Une mise en scène moderne mais qui dessert le texte
La mise en scène de Christophe Honoré, qui situe l’action dans un décor d’Europe de l’Est, avec jaguars, entrepôts, béton, ruelles, fourrure, perruques et lunettes de soleil, plonge dans un univers de mafia et de prostitution en total décalage avec le texte, le ridiculisant même parfois. Comme dans la scène de la chevelure (acte 3 scène 1), inspirée du célèbre poème éponyme de Baudelaire ou encore de celui de Stéphane Mallarmé (Tristesse d’été, 1866), pour lequel Maeterlinck éprouvait la plus vive admiration. Dans le livret, Mélisande, accoudée à la fenêtre d’une des tours du château, peigne ses cheveux et chante : « Mes longs cheveux descendent/Jusqu’au seuil de la tour ». Chez Christophe Honoré point de tour, mais une jaguar sur le toit de laquelle grimpe Mélisande…

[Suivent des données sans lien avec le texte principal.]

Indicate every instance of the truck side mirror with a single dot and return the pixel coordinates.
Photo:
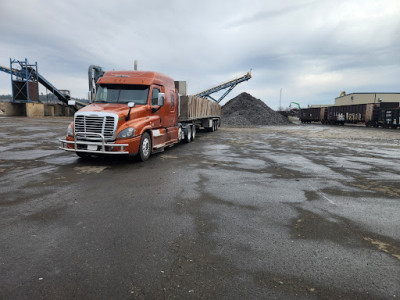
(161, 97)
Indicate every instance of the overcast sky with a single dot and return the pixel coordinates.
(312, 50)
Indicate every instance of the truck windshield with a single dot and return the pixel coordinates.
(120, 93)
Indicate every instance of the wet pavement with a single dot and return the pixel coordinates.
(303, 212)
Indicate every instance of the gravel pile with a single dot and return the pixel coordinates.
(245, 111)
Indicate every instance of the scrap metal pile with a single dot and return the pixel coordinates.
(246, 111)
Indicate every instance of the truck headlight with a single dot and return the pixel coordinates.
(126, 133)
(70, 131)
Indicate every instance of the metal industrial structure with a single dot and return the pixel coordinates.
(230, 85)
(365, 98)
(24, 82)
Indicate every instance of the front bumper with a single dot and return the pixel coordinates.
(97, 147)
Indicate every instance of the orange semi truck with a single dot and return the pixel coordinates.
(138, 113)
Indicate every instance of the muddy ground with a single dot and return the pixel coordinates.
(305, 211)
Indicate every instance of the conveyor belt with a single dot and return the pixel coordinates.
(43, 81)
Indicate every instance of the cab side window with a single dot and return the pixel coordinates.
(154, 96)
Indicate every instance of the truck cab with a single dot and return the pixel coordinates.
(133, 112)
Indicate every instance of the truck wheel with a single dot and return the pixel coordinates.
(193, 132)
(180, 135)
(188, 135)
(212, 128)
(145, 147)
(83, 155)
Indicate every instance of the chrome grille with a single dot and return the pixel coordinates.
(95, 124)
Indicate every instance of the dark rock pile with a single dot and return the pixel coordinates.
(245, 111)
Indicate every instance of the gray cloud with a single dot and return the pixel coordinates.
(312, 50)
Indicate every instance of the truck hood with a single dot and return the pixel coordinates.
(119, 109)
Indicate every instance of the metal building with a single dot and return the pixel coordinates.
(364, 98)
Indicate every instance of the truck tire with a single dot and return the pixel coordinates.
(144, 147)
(193, 132)
(83, 155)
(180, 133)
(188, 134)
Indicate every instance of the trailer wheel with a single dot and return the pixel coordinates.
(193, 132)
(188, 135)
(145, 147)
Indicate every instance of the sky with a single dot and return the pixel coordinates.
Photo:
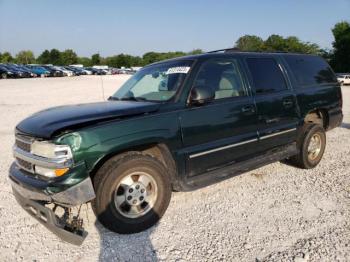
(136, 27)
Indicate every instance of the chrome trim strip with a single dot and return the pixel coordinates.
(278, 133)
(240, 143)
(24, 168)
(222, 148)
(41, 161)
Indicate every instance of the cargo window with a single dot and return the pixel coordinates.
(267, 75)
(310, 70)
(223, 76)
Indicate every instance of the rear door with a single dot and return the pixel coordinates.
(223, 131)
(275, 101)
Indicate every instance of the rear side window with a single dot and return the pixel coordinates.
(310, 70)
(222, 76)
(267, 75)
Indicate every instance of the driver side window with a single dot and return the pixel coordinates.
(222, 76)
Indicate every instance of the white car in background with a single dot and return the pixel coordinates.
(344, 79)
(86, 71)
(64, 70)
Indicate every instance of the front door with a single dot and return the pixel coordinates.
(224, 131)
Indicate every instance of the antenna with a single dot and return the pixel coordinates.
(102, 88)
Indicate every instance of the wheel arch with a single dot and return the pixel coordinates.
(158, 150)
(318, 116)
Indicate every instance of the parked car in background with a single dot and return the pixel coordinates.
(96, 71)
(343, 79)
(27, 70)
(21, 71)
(38, 70)
(65, 71)
(53, 71)
(5, 73)
(11, 72)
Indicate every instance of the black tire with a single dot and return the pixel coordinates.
(303, 158)
(107, 180)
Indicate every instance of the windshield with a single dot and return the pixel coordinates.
(155, 83)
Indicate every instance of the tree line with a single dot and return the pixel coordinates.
(338, 56)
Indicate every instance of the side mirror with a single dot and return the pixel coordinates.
(201, 95)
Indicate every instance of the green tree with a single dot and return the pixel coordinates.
(44, 57)
(275, 43)
(69, 57)
(84, 61)
(25, 57)
(55, 57)
(7, 58)
(341, 56)
(95, 59)
(250, 43)
(293, 44)
(195, 52)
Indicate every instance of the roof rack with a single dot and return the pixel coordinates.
(235, 49)
(231, 49)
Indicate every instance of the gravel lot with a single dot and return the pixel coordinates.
(271, 214)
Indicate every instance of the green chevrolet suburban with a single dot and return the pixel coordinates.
(176, 125)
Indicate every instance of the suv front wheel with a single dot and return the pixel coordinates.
(311, 145)
(132, 192)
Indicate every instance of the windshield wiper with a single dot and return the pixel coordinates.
(113, 98)
(133, 98)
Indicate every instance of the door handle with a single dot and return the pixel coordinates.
(248, 109)
(288, 103)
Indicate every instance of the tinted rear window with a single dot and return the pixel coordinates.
(310, 70)
(266, 74)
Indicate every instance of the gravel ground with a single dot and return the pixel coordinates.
(275, 213)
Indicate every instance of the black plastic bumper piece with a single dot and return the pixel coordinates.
(50, 220)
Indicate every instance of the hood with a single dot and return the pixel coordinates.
(46, 123)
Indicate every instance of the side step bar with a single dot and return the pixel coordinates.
(235, 169)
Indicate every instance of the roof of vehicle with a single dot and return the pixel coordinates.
(226, 52)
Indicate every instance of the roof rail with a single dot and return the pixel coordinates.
(231, 49)
(235, 49)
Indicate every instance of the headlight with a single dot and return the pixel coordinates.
(52, 151)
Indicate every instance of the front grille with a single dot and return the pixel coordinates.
(24, 164)
(23, 145)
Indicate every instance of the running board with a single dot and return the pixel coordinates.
(223, 173)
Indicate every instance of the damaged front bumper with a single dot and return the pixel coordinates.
(34, 198)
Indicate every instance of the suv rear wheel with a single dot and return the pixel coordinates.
(311, 146)
(132, 192)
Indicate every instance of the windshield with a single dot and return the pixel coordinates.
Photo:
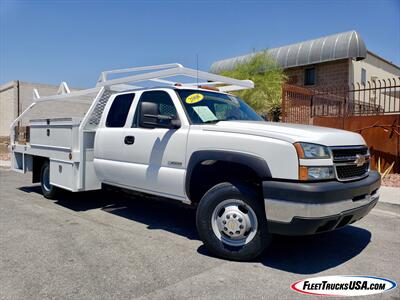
(210, 107)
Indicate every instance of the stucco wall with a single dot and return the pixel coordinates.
(375, 67)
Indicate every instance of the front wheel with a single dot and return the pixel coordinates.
(48, 190)
(231, 222)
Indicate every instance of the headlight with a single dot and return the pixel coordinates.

Le personnage de Mélisande avili
Mélisande est un personnage mystérieux. Golaud la rencontre pour la première fois dans la forêt, venue de nulle part, seule et effrayée. Debussy se plaisait à penser qu’elle serait la dernière femme, enfuie, de Barbe-Bleue, séductrice et ambiguë. Alors pourquoi la travestir en prostituée d’Europe de l’Est ? Pourquoi avilir la partie sauvage, mystérieuse que toute femme porte en elle ?
Beauté des voix
Heureusement, les voix sont toutes d’une très grande qualité : celle, profonde, du basse Jérôme Varnier (le vieux roi Arkel ) ; celle, toute en nuance, du séduisant ténor Bernard Richter (Pelléas) ; celle, émouvante, de la gracieuse soprano Hélène Guilmette (Mélisande) ; celle, chaleureuse, de la mezzo-soprano Sylvie Brunet-Grupposo (Geneviève, la mère de Golaud et de Pelléas) ; et enfin, celle, pure et perçante, du jeune Cléobule Perrot (Yniold, le fils de Golaud).
Cet opéra s’avère ainsi en tout point contraire au précédent spectacle de l’Opéra de Lyon, le Carmen d’Olivier Py, où tout était un régal, sauf les voix…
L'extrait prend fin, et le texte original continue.